Indice

OpenMP

OpenMP

Tutorials, external links

LLNL

Exercises repository

What is openMP

OpenMP adds constructs for shared-memory threading to C, C++ and Fortran

Fork–Join Model:

Consists of Compiler directives, runtime routines and environment variables

Version 4.0 (July 2013), 4.5 (Nov 2015 ) and 5.0 (Nov 2018) add support for accelerators (target directives), vectorization (SIMD directives), thread affinity and cancellation.

openMP support in the C/C++ Compilers

https://www.openmp.org/resources/openmp-compilers-tools/

GCC: From GCC 6.1, OpenMP 4.5 is fully supported for C and C++

To know the openMP installed version :

echo |cpp -fopenmp -dM |grep -i open
#define _OPENMP 201511

Go to openMP Specifications to discover the mapping between the date provided and the actual OpenMP version number

How to compile with openMP library

Compile with -fopenmp on Linux

Execution model

Begin execution as a single process (master thread)

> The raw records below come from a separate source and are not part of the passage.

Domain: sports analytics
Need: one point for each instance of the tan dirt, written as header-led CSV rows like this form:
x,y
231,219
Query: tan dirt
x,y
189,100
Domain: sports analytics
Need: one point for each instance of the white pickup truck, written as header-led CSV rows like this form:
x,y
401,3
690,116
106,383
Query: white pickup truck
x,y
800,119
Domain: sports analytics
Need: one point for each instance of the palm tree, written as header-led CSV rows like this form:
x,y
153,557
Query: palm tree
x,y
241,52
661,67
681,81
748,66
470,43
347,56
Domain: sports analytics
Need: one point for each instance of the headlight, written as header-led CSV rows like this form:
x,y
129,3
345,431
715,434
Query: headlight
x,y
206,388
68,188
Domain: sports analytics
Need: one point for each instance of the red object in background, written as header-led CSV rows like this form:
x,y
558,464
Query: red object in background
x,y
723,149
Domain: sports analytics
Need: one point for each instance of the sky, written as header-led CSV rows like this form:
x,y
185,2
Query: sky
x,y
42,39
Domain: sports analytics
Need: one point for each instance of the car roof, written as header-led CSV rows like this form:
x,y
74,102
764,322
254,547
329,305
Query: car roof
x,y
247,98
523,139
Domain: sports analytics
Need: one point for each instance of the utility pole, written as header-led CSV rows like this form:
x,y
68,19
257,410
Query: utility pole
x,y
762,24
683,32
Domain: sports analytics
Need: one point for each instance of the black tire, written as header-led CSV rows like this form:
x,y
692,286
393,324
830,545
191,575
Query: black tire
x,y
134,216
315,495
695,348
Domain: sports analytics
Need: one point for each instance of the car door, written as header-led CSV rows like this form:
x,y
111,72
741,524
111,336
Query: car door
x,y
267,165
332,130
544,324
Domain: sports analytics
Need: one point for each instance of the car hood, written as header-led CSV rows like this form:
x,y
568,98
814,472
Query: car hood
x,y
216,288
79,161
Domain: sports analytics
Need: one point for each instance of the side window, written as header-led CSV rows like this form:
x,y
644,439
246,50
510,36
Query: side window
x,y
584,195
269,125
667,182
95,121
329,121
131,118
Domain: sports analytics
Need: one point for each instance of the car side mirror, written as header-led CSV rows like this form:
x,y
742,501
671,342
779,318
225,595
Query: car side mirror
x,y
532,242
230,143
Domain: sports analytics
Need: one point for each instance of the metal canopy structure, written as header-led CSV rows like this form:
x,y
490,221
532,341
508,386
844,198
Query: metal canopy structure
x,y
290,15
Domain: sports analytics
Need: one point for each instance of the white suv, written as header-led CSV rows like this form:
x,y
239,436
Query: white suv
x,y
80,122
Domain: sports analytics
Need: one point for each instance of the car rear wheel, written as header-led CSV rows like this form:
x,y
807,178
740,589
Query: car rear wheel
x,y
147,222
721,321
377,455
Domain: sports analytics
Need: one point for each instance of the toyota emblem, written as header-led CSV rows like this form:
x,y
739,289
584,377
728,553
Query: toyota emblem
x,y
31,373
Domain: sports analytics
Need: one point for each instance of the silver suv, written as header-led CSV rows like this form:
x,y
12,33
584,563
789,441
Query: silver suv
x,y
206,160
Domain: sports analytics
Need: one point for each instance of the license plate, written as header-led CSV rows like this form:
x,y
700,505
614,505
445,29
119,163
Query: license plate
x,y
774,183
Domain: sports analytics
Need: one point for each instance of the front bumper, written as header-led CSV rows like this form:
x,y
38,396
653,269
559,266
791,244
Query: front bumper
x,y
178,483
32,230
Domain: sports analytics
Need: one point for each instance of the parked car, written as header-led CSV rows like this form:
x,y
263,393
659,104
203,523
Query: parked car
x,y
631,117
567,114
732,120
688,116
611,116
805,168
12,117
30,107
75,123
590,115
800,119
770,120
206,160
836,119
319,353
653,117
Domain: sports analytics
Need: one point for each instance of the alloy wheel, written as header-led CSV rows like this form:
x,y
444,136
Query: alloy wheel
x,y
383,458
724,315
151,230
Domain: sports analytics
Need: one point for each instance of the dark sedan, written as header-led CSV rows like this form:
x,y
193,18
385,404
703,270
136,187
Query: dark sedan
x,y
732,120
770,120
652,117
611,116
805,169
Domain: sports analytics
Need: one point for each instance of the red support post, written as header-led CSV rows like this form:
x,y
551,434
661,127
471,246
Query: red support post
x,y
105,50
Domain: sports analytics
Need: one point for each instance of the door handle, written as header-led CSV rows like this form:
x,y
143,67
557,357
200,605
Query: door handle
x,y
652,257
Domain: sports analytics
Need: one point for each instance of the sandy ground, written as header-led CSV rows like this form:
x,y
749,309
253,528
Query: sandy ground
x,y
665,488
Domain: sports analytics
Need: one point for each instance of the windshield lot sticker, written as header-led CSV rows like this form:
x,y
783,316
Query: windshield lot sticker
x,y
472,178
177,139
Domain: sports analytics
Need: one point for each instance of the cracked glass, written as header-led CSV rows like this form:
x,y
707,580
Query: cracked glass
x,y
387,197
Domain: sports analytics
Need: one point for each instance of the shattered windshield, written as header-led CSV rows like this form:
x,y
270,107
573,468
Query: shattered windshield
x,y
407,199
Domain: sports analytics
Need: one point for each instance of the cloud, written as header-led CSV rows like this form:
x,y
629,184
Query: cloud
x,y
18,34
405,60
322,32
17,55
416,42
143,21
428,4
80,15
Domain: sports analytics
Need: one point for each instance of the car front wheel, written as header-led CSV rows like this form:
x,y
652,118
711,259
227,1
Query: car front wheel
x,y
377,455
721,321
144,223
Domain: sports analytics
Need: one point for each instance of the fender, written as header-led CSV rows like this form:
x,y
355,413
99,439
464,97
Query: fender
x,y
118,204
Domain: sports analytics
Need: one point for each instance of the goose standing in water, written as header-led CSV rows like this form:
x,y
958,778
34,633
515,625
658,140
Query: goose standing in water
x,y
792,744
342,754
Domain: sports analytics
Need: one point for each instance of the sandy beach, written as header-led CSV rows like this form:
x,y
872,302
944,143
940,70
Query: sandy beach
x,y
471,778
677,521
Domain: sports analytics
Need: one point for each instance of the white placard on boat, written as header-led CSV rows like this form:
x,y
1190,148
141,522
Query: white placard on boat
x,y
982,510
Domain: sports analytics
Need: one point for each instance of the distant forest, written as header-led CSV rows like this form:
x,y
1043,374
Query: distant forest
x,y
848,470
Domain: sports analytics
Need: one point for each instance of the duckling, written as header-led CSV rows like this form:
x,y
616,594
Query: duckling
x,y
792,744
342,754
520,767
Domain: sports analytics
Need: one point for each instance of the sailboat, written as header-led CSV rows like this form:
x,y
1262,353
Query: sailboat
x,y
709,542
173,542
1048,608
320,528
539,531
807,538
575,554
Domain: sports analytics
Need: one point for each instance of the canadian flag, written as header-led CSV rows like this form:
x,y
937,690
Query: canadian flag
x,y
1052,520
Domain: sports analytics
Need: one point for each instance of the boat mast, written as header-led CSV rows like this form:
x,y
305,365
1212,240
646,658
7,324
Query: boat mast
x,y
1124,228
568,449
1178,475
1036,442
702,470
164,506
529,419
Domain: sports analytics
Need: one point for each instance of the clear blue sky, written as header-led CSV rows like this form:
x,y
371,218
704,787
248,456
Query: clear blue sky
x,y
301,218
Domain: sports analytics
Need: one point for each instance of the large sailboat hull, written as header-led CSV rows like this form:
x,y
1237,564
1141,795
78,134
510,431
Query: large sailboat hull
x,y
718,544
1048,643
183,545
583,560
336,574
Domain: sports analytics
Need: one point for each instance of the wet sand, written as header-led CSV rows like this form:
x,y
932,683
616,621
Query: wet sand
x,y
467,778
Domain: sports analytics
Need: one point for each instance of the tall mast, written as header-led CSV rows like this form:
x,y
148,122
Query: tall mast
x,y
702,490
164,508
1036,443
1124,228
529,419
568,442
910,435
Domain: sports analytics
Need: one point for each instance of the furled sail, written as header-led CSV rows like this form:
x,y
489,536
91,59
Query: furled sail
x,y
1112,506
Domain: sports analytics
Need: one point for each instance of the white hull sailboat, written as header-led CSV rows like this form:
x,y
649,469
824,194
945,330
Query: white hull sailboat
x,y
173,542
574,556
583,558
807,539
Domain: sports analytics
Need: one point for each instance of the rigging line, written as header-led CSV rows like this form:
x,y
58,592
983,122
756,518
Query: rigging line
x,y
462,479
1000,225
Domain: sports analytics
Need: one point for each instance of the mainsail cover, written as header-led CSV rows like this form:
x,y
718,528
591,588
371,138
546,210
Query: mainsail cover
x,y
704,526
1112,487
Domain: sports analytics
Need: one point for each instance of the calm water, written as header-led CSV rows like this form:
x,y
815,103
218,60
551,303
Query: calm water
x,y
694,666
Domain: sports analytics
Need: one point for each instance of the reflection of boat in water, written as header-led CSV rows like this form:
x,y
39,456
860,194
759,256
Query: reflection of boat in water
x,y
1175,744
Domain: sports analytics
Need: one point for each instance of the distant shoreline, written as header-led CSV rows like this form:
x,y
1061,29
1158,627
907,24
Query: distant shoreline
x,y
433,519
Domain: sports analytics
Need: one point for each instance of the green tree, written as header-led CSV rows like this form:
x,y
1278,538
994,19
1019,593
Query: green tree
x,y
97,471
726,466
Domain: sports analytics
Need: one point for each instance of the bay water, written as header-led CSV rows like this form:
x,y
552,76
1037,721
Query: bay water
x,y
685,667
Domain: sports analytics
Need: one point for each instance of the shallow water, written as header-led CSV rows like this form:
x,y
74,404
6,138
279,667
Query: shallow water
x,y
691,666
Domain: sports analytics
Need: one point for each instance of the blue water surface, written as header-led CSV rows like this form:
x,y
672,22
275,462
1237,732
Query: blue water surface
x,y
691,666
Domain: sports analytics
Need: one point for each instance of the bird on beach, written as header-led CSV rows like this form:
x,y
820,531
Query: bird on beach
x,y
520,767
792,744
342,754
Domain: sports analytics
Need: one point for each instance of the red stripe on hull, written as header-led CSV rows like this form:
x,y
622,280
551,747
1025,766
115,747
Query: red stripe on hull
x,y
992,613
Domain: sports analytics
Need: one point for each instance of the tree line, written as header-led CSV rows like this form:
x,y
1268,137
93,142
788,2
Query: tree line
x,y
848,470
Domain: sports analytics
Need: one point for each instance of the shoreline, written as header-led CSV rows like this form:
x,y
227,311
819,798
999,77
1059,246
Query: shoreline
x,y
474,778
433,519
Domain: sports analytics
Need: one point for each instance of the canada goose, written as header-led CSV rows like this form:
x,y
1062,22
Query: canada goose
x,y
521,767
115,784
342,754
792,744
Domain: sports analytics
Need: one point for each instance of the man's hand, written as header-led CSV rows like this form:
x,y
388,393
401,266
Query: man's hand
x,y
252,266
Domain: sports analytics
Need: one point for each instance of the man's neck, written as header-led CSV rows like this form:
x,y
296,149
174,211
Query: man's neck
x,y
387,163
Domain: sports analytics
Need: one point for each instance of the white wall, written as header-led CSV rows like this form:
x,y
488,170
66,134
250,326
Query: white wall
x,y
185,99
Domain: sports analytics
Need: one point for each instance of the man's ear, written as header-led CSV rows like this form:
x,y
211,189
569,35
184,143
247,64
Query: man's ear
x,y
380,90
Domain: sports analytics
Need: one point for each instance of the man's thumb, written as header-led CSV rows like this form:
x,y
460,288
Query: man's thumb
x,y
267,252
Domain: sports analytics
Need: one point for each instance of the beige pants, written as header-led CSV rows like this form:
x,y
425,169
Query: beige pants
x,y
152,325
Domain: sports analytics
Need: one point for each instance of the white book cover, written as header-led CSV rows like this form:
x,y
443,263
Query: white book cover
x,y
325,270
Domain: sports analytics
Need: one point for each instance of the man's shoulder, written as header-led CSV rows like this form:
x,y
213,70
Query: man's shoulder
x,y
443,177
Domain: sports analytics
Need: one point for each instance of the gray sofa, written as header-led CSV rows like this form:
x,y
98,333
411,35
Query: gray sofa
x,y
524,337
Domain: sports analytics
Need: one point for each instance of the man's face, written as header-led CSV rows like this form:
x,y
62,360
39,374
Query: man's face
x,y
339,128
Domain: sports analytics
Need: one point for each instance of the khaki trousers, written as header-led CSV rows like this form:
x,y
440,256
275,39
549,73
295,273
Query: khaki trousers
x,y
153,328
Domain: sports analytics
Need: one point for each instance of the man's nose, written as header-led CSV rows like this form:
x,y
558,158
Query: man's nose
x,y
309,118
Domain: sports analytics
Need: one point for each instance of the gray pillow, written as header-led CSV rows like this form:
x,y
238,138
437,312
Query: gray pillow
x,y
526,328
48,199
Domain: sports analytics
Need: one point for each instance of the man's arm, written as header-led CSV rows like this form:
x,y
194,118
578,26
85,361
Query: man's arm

Start of a parallel construct (using special directives): Master thread creates team of threads

Fork-join model of parallel execution

Execution Example

program ex1.c

#include <omp.h>
#include <stdio.h>

main() {

int var1, var2, var3;

//Serial code executed by master thread

#pragma omp parallel private(var1, var2) shared(var3) //openMP directive
  {
   // Parallel section executed by all threads
   printf("hello from %d of %d\n", omp_get_thread_num(),  omp_get_num_threads()); 
   // omp_get_thread_num() and   omp_get_num_threads() are openMP routines
  }
    
// Resume serial code executed by master thread
}

Run gcc with the -fopenmp flag:

gcc -O2 -fopenmp ex1.c

Beware: If you forget -fopenmp, then all OpenMP directives are ignored!

How Many Threads?

The default threads number is the number of processors of the node (see /proc/cpuinfo)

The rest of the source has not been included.